MESSINA

Un supereroe dello Stretto

Nasce il fumetto di Capitan Peloro, in un inserto speciale della Gazzetta domani e domenica. Coi suoi poteri e il magico tridente in difesa della bellezza del nostro mare

Un supereroe dello Stretto

Capelli scuri e occhi azzurro intenso, colore del mare. Lunghe basette come quelle di Corto Maltese, giovane e atletico, fisico statuario, cavalca le onde sicuro e maestoso, come Silver Surfer o Acquaman. La sua arma è un tridente, perché Capitan Peloro è un moderno eroe che abita le acqua dello Stretto e le protegge, come faceva Nettuno, da quelli che vogliono deturparne le bellezze, sfruttarne le ricchezze naturali, combattendo contro l’inquinamento e la pesca di frodo.

Capitan Peloro racchiude in sé i miti e le leggende dello Stretto e parla ai giovani come lui, per lanciare un messaggio forte, attraverso le pagine di un accattivante fumetto, realizzato dalla matita di Lelio Bonaccorso, messinese, fumettista, illustratore ed insegnante alla Scuola del Fumetto di Palermo e di Messina.

Capitan Peloro nasce da un’idea di Nello Cutugno, presidente della Pro Loco Capo Peloro, e si concretizza nei disegni di Bonaccorso, e la storia di Barbara Buceti (i colori sono di Deborah Allo e Roberto Scalia). La sua prima apparizione in pubblico è stata durante la prima edizione del Capo Peloro Fest, manifestazione organizzata dalla stessa Pro Loco, nell’agosto del 2015. Lo scorso anno invece Capitan Peloro, nel disegno di Lelio Bonaccorso, campeggiava nella locandina della seconda edizione della manifestazione, promossa dalla Pro Loco con passione ed entusiasmo, possibile grazie ad una partecipazione volontaria dei tanti soci della no profit che ha come unico obiettivo valorizzare le bellezze dello Stretto, dei borghi di Ganzirri, Capo Peloro, gioielli incastonati tra il blu del mare e il verde delle colline. Il personaggio di Capita Peloro è diventato subito un’icona, è stato pensato per rivolgersi ai giovani e si aggiunge ad un’altra figura immaginata per raccontare miti e leggende ai bambini e ragazzini, ovvero Nonno Peloro, protagonista del libro “Le storie di Nonno Peloro”.
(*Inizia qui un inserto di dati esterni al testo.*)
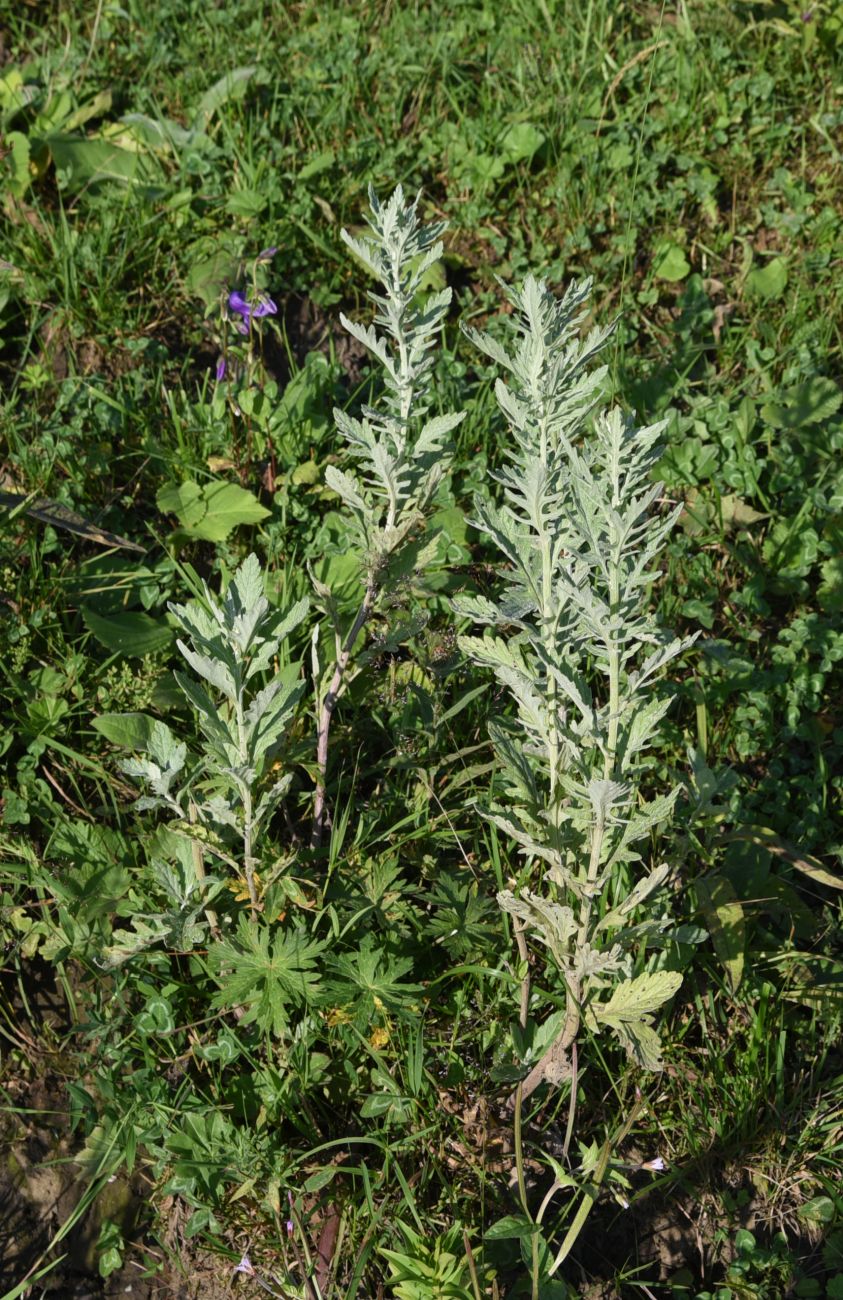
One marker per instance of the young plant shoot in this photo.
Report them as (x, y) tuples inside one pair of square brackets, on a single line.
[(400, 447), (573, 641), (232, 645)]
«Ma il fumetto – come sottolinea Bonaccorso, autore, tra gli altri, insieme allo sceneggiatore Marco Rizzo, di “Peppino Impastato un giullare contro la mafia” “Gli ultimi giorni di Marco Pantani”, “Primo”, “Que Viva el Che Guevara”, “La mafia spiegata ai bambini”, “Jan Karski, l’uomo che scoprì l’Olocausto”, “L’immigrazione spiegata ai bambini”, “The Passenger” – nella sua veste grafica più spettacolare può creare un eroe positivo a cui i ragazzi guardano per cercare ispirazione».
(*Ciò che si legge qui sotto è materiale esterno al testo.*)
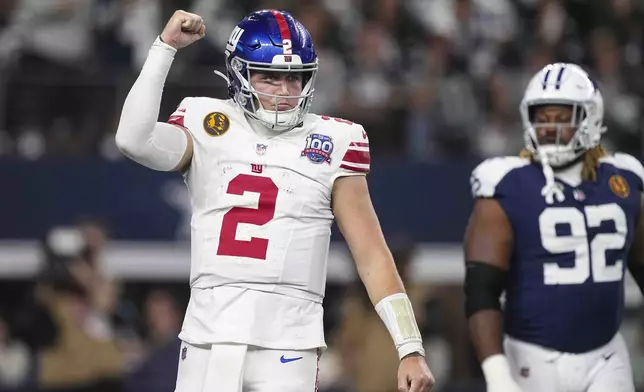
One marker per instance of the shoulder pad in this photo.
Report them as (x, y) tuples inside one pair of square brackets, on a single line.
[(626, 162), (489, 173)]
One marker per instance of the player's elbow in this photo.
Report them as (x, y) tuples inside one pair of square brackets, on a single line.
[(126, 143), (484, 284)]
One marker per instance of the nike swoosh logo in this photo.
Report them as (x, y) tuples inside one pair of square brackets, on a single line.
[(287, 360), (607, 356)]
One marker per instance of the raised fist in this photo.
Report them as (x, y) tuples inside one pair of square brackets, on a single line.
[(182, 29)]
«In un territorio come quello della zona di capo Peloro, nel Messinese, teatro nei secoli di miti e leggende, dove si mescolano tradizioni, cultura e mitologia, nelle cui acqua s’intrecciano le vicende di Colapesce e Scilla e Cariddi, della Fata Morgana e delle Sirene, sopraffatto oggi da incuria, inciviltà e menefreghismo del singolo cittadino che crede che nulla si possa più fare – chiarisce Nello Cutugno – c’è bisogno di un nuovo simbolo che risvegli le coscienze assopite». Da qui la voglia di dare un volto a Peloro trasformandolo da mito nascosto a supereroe dei nostri giorni, ecologista, difensore dei piccoli pescatori e delle meraviglie dello Stretto.

Peloro da ragazzo semplice, amante del mare e sostenitore di battaglie contro la pesca illegale e l’inquinamento, si ritrova, dopo una disavventura, al cospetto di Nettuno che gli dona il suo tridente e speciali poteri, per contrastare e combattere il male che affligge le acque mediterranee. «Diventa così Capitan Peloro – racconta Lelio Bonaccorso – usa subito i suoi poteri per difendere il mare dai pescatori di frodo, per contrastare un gruppo di bracconieri ma inaspettatamente uno scatto fotografico lo fa finire sulle pagine dei giornali». E l’avventura continua…

Il fumetto, il cui numero zero dal titolo “My name is Peloro” verrà presentato durante la 3° Edizione del Capo Peloro Fest prevista il 17 e 18 agosto prossimi nella spiaggia libera sotto il caratteristico Pilone di Capo Peloro, troverà posto domani e dopodomani nelle pagine della Gazzetta del Sud. Un inserto speciale di 4 pagine per ogni uscita, per cominciare a conoscere Capitan Peloro e le sue magiche avventure in difesa delle acque dello Stretto.